For boundaries - I try to teach alternative behaviors. Until I've explained a concept and I'm sure the dog understands it (like "leave it"), I try to manage the bad behavior and prevent her from having the opportunity to make bad choices. (Can't greet our guests appropriately? We're going to go on leash or behind a baby gate, unless I have time for an active training session on four-paws-on-the-ground polite greetings). And definitely reward and jackpot when she makes a good decision! Ignored the cat vomit I didn't notice in time? Yay, party time for you!!!!


----------



## TexasTom (Aug 6, 2016)

For us training is daily. My trainer is fantastic and realized Emily will repeat things three times max, then is bored. So no drilling, just only do a max of three times and move on.

If she doesn't get it first time, reset by walking around then try again. We are doing a blue card for "touch". She understands and when I present the card, and she touches it.... lots of praise and treats OH BOY GOOD DOGGY! Catch is if I attempt to do it more than three times in a row, she looks at me with "What is the point of this? I get it." So just once or twice a day is all that is needed. Later we'll use this to alert me (Service Dog work). 

It was funny to see the food delivery guy. Emily will join me at the door, sit and wait, while I open the door and sign for the Pizza. Delivery guy is always amazed at the "such a well behaved dog" Little does he know she is probably thinking "Hmm, can I get that pizza?"


----------



## TheZ's (Jun 13, 2011)

The 2 to 5 minutes at a time is what I've heard suggested by some very good trainers. Of course you can work multiple times a day.

I also agree with not letting the dog rehearse bad behaviors, if he's begging at the table maybe have him crated in another room until he has learned a good settle or down stay.

For a dog with lots of energy I think having them well exercised before training class can make a big difference in how well it goes.

For the lunging at the kibble in your hand there are a couple suggestions. Keep the treat in your pocket or otherwise out of sight, ask for a behavior and then the treat appears as a reward. The other thing that is good for training is to have the kibble in the palm of your hand. Hold your hand out. If the dog tries to grab it you close your fist and he doesn't get it. Repeat until he stops trying to grab it. When he shows an indication of restraint give him a treat, using your other hand to offer it. This is something you can work on everyday to help train impulse control. As the dog improves you can start looking for eye contact before he gets the treat. It's very rewarding to see impulsive dogs make progress with this.


----------



## smp (Apr 27, 2016)

I agree with everything above.
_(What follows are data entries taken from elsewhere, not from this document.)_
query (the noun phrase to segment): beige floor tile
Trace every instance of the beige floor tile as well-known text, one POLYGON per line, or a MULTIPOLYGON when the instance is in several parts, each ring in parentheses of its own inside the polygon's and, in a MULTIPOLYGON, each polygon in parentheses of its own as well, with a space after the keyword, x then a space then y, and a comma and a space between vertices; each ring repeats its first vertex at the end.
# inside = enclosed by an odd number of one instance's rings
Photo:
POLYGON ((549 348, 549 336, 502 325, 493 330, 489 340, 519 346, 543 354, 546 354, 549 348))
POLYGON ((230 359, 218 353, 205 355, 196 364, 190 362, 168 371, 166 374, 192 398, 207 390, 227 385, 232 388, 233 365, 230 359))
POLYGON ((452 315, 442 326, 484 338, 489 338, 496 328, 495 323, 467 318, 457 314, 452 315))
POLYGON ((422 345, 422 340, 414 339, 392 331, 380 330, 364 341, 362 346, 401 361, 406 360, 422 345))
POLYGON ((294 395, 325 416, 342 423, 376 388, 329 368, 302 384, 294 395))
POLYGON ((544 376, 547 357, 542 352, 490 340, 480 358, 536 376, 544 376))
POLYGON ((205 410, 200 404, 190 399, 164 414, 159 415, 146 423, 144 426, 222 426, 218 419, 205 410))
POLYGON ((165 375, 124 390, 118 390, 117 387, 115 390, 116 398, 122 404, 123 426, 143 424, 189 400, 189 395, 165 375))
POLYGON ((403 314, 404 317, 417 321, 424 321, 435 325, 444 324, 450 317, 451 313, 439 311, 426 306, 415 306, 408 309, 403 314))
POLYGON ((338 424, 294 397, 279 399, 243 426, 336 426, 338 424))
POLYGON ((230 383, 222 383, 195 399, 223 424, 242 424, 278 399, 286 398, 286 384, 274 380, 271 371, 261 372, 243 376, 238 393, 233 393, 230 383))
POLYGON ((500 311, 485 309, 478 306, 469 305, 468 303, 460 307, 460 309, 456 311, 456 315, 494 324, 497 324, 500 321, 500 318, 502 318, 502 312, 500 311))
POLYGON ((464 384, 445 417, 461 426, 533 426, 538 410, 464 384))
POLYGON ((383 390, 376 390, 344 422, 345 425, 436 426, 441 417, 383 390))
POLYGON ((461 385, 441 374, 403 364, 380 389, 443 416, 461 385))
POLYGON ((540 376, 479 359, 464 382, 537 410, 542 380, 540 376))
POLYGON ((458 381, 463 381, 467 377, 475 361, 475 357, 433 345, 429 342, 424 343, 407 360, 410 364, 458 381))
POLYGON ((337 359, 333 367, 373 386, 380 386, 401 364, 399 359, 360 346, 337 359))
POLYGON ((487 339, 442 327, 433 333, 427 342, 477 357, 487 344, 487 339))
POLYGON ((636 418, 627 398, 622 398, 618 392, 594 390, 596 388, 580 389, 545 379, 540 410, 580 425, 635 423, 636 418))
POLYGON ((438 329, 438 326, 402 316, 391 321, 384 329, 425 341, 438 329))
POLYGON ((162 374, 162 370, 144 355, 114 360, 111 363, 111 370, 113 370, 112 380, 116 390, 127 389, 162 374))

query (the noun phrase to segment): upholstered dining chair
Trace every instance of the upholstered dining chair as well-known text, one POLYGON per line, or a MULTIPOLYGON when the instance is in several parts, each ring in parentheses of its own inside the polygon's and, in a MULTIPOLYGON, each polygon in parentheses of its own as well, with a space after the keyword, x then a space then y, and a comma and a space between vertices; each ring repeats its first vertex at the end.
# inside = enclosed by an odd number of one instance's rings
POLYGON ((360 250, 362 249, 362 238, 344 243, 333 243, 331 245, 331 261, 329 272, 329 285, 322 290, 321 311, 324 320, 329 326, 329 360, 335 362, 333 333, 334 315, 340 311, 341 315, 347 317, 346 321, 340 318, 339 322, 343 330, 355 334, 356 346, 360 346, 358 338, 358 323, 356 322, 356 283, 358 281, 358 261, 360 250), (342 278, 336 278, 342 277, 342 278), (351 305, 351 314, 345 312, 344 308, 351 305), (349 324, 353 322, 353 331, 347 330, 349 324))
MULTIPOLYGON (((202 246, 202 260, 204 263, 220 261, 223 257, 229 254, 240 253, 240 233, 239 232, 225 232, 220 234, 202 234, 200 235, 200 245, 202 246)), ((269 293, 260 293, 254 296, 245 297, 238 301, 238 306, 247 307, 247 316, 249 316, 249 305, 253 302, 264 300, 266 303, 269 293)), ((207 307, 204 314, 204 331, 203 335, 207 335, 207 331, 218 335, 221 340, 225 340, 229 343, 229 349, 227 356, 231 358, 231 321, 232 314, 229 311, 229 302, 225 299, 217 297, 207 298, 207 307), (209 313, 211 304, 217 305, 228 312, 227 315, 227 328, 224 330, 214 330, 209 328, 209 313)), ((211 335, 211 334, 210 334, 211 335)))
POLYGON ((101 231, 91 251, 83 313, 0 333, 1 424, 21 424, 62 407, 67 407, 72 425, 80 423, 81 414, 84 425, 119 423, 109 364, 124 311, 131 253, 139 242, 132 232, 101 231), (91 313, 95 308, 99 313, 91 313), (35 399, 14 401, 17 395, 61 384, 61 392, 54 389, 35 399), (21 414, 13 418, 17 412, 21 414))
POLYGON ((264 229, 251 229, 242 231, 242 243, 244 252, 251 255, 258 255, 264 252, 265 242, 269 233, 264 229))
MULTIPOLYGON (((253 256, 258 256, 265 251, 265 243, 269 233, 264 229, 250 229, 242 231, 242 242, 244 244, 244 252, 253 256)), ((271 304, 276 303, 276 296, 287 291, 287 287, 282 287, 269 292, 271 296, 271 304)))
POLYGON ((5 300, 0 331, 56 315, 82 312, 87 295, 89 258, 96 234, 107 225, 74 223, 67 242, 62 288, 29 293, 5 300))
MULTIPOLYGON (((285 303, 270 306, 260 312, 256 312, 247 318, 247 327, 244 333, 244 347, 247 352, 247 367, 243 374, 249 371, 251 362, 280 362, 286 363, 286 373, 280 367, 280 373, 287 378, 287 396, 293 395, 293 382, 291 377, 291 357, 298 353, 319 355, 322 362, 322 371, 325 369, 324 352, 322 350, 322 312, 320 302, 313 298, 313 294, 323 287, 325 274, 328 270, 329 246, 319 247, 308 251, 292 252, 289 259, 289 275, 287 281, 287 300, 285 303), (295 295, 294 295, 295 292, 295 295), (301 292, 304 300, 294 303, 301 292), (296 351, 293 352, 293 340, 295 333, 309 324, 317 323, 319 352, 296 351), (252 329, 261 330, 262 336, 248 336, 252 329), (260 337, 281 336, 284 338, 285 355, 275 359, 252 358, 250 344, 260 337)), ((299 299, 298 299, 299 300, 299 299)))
For our new puppy (who is only 8 weeks), I've found that she does best when she's hungry and will work for kibble, so we do leave-it or sit/stay/free with "rapid fire" puppy kibble as the treat. I may end up doing 25% of her meal as "treats" in under 5 minutes, then when I see her attention starting to wane, we'll take a break, then I come back (once she's distracted by something else) and give her the remainder of her food in a bowl.


----------



## Rkaymay (May 12, 2014)

Link couldn't focus on training if he was starving. So as a young pup, I'd feed him half his dinner, then train with the rest. Otherwise he just focused on his food bowl instead of me.


----------